The edge and rawness of Christiansen’s earlier films won her admiration. “His style is not overly manicured,” says Meester. “Christian does what I think of as ‘ninja’ directing. He doesn’t spell anything out. He just plants an idea in your head. Even if it’s not something that’s in the front of your mind, it’s back there, and the wheels are still turning. He conjured as much from me as he possibly could.”
Meester, who has been a successful actress since her early teens, has never been through the roommate experience herself. “Being assigned the person you’re going to live with for the next eight or nine months sounds a lot like a blind date,” she says. “It’s strange to think that when you come to college, you have to live with someone you don’t know at all. The idea of sharing some totally intimate moments with somebody you don’t know that well is disconcerting and a great jumping off point for this story. I think everyone who sees this film will interpret it a little differently. They’ll certainly be scared and intrigued.”

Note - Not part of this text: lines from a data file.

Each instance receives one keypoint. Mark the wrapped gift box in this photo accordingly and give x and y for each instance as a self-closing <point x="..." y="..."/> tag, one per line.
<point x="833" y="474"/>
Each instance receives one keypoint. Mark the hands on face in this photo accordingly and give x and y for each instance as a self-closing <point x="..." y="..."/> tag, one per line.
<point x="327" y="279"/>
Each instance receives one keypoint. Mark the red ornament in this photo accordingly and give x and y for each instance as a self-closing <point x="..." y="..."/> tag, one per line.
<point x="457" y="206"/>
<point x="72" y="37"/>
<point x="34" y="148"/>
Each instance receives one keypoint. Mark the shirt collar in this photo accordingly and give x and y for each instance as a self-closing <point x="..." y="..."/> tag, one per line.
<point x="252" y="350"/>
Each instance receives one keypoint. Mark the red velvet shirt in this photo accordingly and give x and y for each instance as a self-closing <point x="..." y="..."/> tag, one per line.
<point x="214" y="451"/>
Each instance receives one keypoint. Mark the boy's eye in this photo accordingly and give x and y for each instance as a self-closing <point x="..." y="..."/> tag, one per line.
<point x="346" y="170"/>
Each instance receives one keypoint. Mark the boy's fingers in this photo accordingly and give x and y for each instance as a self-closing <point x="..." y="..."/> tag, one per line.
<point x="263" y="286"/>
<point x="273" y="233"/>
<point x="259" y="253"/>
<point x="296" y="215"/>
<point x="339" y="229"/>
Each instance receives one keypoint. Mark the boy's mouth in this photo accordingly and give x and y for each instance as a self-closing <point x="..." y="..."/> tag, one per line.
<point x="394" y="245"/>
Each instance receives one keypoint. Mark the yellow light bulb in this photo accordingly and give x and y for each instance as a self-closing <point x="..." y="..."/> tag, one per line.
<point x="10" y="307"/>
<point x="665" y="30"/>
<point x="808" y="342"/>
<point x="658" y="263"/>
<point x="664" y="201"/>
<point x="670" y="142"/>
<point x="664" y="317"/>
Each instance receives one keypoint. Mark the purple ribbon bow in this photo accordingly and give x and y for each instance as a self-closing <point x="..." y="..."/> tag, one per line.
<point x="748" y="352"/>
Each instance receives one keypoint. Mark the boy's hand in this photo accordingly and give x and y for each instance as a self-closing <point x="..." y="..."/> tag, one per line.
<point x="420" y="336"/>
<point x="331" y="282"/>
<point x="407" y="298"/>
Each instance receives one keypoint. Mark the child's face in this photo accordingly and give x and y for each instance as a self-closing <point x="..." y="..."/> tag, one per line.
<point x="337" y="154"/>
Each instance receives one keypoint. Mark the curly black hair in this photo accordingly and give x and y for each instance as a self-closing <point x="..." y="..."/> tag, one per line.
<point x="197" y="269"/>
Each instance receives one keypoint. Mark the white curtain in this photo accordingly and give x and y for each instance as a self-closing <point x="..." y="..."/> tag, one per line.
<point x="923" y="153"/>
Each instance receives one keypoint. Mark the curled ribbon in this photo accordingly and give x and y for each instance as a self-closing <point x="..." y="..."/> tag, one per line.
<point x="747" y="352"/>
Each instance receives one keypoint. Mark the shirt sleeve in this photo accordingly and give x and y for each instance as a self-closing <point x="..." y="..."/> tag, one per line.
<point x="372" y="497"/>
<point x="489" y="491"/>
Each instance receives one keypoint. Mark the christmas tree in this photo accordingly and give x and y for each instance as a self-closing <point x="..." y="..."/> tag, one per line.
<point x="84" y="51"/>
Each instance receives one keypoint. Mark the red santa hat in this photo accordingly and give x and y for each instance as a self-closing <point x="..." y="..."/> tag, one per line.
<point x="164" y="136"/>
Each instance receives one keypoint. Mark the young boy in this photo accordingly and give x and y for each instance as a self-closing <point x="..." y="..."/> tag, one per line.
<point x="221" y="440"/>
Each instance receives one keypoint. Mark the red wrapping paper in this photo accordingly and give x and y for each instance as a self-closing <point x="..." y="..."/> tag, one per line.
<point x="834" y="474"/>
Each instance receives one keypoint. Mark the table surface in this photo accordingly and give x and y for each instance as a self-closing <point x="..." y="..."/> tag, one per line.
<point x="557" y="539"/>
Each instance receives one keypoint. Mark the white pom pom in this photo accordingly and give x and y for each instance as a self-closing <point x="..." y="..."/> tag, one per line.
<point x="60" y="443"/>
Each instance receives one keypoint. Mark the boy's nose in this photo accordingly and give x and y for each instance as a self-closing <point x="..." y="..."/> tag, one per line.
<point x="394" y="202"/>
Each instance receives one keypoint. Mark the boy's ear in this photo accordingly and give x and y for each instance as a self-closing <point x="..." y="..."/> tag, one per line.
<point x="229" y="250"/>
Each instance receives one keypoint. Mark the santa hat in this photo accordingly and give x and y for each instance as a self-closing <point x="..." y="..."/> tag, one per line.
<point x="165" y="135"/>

The role made tremendous demands on Meester, both physically and emotionally. “It wasn’t an easy movie to make, but it was always interesting,” she says. “Christian had a very specific vision of how he wanted things, which made me confident that it would turn out beautifully. He’s all about making things as real as possible and getting the most honest performance out of everyone.”
She delved into the character’s psyche, developing a personal history for Rebecca and consulting with psychiatrists to learn more about what makes her tick. “This is the story of the psychological deterioration of a human being who has no real identity of her own and is trying to appropriate another person’s,” she says. “The character has so much depth. I had to find whatever I could in her to love, because I don’t think she means anybody any harm. Her relationship with her parents was particularly interesting.”
At the start of the movie, Rebecca seems like the ideal friend for Sara. “She’s actually a good influence on her,” says Meester. “Rebecca shows Sara all around the city, not just the clubs and parties. But she grossly misinterprets the relationship, which is the beginning of a lot of problems. As they get closer, Rebecca starts to lose touch with reality.”
Opening soon across the Philippines, “The Roommate” is distributed by Columbia Pictures, local office of Sony Pictures Releasing International.